/mltask2

task for pclub recruitment

Primary LanguagePython

Data Collection

Relation and dependence of Tidal Volume (and other related factors of Lung function) were analyzed. Due to the absence of any data on the tidal volume, datasets with other lung volume parameters were considered, such as Total Lung Capacity (TLC), and Inspiratory Capacity (IC).

A simple possibility of using Kaggle Lung Volume dataset was considered but decided against because of -

  • lack of clarity of source of data
  • inconsistencies throughout data regarding height and age
  • data skewed for minors (data only till age <19)

Through the assessment of quality of data, the dataset where the Inspiratory Capacity data is taken was Global Lung Function Initiative, where the cumulative data from thousands of medical institutions were taken (and several parameters are available, however tidal volume was not available). As the data is not public and we can search by placing the parameters to get a median value of our parameter (IC), there was a need to get sample data for the input parameters (in our situation age, height and sex). The WHO age weight chart was used as a reference for minor (starting from 5) heights till age 19, while the heights above (till age 70) were randomized around the median height for a particular sex.
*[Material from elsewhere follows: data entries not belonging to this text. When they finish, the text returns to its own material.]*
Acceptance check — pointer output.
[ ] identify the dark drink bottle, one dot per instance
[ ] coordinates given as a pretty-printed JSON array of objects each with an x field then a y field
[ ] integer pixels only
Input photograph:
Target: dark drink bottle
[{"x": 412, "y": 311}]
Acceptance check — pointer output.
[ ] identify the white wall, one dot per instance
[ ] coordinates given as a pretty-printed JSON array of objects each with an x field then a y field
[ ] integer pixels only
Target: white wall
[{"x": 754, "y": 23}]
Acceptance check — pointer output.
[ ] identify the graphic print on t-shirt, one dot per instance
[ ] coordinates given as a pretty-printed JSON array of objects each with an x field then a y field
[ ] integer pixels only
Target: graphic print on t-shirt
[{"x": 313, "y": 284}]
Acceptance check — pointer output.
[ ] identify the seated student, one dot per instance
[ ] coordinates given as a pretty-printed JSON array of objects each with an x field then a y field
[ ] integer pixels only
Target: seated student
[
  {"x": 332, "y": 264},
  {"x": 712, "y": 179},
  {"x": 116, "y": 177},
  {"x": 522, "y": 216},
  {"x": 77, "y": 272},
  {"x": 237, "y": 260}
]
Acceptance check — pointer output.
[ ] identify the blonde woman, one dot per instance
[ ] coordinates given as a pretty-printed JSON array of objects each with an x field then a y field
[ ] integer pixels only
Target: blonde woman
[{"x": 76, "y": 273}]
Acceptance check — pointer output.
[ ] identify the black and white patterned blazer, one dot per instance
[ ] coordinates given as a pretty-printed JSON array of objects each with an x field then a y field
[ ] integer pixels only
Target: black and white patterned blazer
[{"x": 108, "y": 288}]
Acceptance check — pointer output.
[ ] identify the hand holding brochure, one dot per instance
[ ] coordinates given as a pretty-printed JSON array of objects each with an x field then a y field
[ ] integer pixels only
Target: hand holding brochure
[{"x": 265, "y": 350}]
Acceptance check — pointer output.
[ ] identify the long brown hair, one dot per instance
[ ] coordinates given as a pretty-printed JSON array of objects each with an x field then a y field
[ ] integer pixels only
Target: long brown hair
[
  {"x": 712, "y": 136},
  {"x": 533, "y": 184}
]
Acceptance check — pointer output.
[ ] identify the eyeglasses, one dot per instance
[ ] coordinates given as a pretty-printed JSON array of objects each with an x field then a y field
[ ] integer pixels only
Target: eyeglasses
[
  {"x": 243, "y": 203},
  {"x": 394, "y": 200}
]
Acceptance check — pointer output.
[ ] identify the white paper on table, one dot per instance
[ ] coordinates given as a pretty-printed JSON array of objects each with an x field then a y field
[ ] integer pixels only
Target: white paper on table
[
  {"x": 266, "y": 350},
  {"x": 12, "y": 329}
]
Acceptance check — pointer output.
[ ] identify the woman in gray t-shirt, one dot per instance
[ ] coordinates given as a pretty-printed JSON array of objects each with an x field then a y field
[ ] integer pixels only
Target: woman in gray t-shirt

As a sample step, all ages were given one patient of each sex and dataset was made in excel format. At this step we can take multiple people with a distribution more resembling actual population. Another idea could be a population resembling common hospital demographic. These can be implemented in a future revision, or for a more detailed study.

Data sufficiency

Paper 1 was studied, wherein parameters used were Sex, Weight, Height, Chest circumference and Age (and derived parameter BMI), for training several models such as Linear Regression and Multivariable Logistic Regression. Papers were found with contradictory results regarding role of weight in the calculation of tidal volume (with possible resolution through calculation of central obesity). Therefore, it was assumed that the possible exclusion of weight from the parameters would not affect our calculation significantly.

However, if weight is to be factored in

then we can see results from IBW (Ideal Body Weight) calculation by anaesthetics and medical equipment responsible for setting of the Tidal Volume. It has also been used in biometric tidal volume calculation equipment.


Regarding chest circumference, it shows strong correlation with age (for minors) and stays almost same after age of ~20.

graph

Therefore, it can be approximated to be correlated to height, which agrees (upto some error for different demographics) with the data from the below image.

alt text

Data augmentation

We can add data with random increase/decrease upto 5% variations in height (with same IC). Adding 2 such examples per age per sex can give us 66*2*3 = 396 total data samples which were used for training/testing.

IC => TV

By an estimate, we see that Tidal Volume is approximately 1/6th of the Inspiratory Reserve Volume. Hence, we see that IC ~ 7*TV

Results

In all the below results score is defined to be

u = ((y_test - y_predicted) ** 2).sum()

v = ((y_test - y_test.mean()) ** 2).sum()

score = 1 - (u/v)

  • Linear Regression

    Score: 0.82

  • Polynomial Regression

    Score: 0.92

  • Support Vector Regression (SVM)

    Score: 0.96

After these were trained using sklearn, all were saved (as python objects).

How to use

  1. Run pip install -r requirements.txt
  2. Execute python demo.py --age 15 --sex F --height 132.3 or with other parameters per your requirement. We can also programmatically do this from other python code by doing from demo import predict with predict(age, height, sex) taking same parameters as the cmd line.